Ci sono arrivato sempre lavorando molto per far fruttare i talenti che mi sono stati donati. Oltre alla capacità di far bene i conti, so ascoltare e convincere la gente a darmi fiducia e cerco sempre di ripagarla. Ho rispetto per le persone. Quando avevo iniziato a fare il promotore finanziario, un falegname mi consegnò un assegno di dieci milioni, che negli anni 70 erano una bella somma. Ero felice poiché lavoravo a provvigione. Lui mi disse che mi aveva dato molto di più: mi consegnava i frutti di anni di sacrifici. Mi spiegò poi che non poteva permettersi di ammalarsi perché se non lavorava la sua famiglia non poteva mangiare. Si aspettava da me una rendita che gli permettesse il 'lusso' della malattia pagata. Ho cercato di trasmettere questo senso di responsabilità nella gestione dei risparmi ai miei collaboratori.

Quindi economia e finanza devono avere valori etici?

Certo, che vadano oltre il mero profitto immediato. Generano profitti più alti e anche economicamente convengono. Ha ragione il Papa, economia e finanza devono essere al servizio dell’uomo. Credo che quando andremo nell’Aldilà, come mi hanno insegnato, ci verrà chiesto per prima cosa come abbiamo messo a frutto i talenti e poi chi abbiamo aiutato. Per me ciascuno deve essere messo in condizione di farli fruttare. Così si ha il centuplo quaggiù, si crea un mondo migliore e si aiuta la gente. Ci vuole la carità.

Che valore ha la famiglia per lei?

È tutto. Oltre alla mia famiglia d’origine ho avuto in dono da Dio mia moglie, l’amore della mia vita. Ci siamo conosciuti nel 1962 e sposati nel 1966 e per me è sempre la ragazza della quale mi sono innamorato a prima vista. Mi è sempre stata vicino e ha condiviso tutto con me. In passato, oggi e in futuro.

Cosa l’ha convinta a finanziare il progetto 'll Senso del Pane'?

La possibilità di ridare dignità, di fare in modo che con il lavoro anche chi ha sbagliato nella vita possa ripartire, scoprire e far fruttare il proprio talento. Se poi il lavoro è stampare quello che durante la messa diventerà il Corpo di Cristo, mi sembra il massimo. Ha affascinato anche papa Francesco. Aiutiamo in Italia e in tutto il mondo persone che non avrei mai potuto conoscere. Arnoldo Mosca Mondadori mi ringrazia sempre per l’aiuto, ma sono io a ringraziarlo per avermi dato la possibilità di incontrare e aiutare chi ha bisogno e nel quale rivedo il volto di Cristo.

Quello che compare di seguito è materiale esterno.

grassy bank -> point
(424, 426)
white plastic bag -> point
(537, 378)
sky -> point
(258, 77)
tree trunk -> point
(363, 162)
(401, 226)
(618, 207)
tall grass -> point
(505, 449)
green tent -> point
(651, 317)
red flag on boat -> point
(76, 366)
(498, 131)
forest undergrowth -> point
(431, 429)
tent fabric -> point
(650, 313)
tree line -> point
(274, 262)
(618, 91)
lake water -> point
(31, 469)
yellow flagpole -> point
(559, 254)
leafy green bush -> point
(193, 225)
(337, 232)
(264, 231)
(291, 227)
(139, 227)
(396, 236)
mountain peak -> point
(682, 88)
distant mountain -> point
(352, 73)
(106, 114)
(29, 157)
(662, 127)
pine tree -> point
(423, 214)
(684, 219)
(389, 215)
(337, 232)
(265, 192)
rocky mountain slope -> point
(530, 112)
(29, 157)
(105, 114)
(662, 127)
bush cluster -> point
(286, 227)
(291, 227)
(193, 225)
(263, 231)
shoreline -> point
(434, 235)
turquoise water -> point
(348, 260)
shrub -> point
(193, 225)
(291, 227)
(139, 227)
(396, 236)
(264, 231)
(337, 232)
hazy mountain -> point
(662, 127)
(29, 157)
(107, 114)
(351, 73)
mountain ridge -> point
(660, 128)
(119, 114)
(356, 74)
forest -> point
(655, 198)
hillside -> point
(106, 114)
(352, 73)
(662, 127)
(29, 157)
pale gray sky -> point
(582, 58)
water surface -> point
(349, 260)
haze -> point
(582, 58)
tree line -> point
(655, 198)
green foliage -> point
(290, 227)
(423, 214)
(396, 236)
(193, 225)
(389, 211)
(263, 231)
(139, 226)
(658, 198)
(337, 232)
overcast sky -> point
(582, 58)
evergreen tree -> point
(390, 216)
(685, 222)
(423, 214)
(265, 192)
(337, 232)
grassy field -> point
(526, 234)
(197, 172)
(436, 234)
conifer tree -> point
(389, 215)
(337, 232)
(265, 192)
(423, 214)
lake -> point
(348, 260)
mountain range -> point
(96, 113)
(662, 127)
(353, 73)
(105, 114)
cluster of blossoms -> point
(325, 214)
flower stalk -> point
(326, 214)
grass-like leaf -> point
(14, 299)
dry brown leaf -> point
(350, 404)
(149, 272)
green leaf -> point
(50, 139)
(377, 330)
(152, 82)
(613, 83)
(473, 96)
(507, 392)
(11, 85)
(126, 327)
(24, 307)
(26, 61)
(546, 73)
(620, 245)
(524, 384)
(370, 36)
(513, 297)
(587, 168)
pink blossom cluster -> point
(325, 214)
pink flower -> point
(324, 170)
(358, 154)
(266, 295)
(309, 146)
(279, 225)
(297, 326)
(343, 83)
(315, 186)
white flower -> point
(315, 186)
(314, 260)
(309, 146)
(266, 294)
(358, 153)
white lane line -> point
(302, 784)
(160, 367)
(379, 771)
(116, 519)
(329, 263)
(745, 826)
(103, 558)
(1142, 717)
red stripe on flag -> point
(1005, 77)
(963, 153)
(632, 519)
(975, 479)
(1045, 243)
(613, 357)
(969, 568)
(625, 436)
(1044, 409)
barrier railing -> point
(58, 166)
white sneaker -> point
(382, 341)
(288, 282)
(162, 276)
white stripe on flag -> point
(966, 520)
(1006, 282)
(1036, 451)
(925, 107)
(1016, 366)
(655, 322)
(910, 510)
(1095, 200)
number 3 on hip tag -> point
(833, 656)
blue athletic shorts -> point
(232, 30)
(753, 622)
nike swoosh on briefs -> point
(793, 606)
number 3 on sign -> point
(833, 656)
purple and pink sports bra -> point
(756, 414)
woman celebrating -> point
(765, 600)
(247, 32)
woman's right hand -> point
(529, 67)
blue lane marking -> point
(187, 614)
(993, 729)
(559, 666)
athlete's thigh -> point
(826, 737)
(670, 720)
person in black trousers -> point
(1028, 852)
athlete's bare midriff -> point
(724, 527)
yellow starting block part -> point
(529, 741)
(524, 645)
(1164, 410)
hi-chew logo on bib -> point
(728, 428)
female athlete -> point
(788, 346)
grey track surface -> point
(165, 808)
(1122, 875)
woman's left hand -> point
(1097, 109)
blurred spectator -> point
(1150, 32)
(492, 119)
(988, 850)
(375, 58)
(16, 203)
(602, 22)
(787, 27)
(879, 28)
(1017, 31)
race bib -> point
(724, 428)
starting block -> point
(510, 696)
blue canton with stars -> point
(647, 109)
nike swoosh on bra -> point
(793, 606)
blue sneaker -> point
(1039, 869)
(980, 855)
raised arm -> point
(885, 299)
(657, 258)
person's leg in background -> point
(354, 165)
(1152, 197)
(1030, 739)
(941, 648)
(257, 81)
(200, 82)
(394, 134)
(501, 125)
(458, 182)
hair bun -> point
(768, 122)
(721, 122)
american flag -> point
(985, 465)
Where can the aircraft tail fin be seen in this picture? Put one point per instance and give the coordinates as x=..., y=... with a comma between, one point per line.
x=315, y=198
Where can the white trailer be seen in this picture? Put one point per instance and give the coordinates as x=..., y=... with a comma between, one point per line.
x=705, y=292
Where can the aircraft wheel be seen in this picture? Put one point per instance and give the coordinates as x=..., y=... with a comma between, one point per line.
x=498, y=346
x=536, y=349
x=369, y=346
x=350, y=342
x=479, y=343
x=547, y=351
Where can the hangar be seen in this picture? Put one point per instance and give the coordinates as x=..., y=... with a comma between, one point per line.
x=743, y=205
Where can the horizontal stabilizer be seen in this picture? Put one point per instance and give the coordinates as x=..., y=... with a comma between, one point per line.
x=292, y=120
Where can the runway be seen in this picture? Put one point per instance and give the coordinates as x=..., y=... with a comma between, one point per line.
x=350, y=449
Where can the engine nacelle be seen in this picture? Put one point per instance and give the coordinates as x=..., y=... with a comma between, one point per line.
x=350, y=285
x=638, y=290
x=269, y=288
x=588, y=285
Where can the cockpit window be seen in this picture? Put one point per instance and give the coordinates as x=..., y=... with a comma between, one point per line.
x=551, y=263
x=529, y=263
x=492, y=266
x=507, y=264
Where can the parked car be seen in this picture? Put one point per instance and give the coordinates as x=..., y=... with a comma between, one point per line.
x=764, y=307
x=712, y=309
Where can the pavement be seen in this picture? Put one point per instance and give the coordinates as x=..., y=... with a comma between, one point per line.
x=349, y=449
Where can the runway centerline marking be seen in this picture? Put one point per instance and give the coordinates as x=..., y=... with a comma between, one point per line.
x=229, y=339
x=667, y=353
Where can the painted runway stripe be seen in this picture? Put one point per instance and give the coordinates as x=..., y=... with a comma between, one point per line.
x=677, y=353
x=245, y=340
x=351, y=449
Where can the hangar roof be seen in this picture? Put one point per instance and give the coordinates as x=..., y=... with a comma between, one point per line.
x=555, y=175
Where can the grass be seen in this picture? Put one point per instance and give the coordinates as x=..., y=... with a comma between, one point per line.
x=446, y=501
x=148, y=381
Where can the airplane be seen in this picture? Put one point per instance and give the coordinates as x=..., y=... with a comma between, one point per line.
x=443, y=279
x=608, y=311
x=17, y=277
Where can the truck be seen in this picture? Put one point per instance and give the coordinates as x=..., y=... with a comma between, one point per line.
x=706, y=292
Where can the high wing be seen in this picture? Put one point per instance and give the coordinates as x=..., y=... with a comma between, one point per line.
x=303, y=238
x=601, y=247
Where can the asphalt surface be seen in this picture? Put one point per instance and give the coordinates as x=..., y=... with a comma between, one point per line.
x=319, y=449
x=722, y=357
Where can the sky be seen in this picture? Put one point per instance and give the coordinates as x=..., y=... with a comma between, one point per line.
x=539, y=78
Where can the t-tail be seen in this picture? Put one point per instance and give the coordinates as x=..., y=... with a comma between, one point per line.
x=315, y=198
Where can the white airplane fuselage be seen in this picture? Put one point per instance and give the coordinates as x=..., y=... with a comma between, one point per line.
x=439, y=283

Lei conosce meglio di altri il Paese profondo. Questa Italia impoverita e fiaccata dal Covid ha la forza di rialzarsi?

Certo. Purtroppo ci raccontano sempre dell’albero che cade e ci dimentichiamo della foresta che cresce. Invece in Italia ci son valori forti, guardi cosa sono capaci di fare per la società due milioni di volontari. Mi ha colpito l’immagine del console italiano rimasto a Kabul che ha salvato il bambino. È quello che gli italiani sanno fare.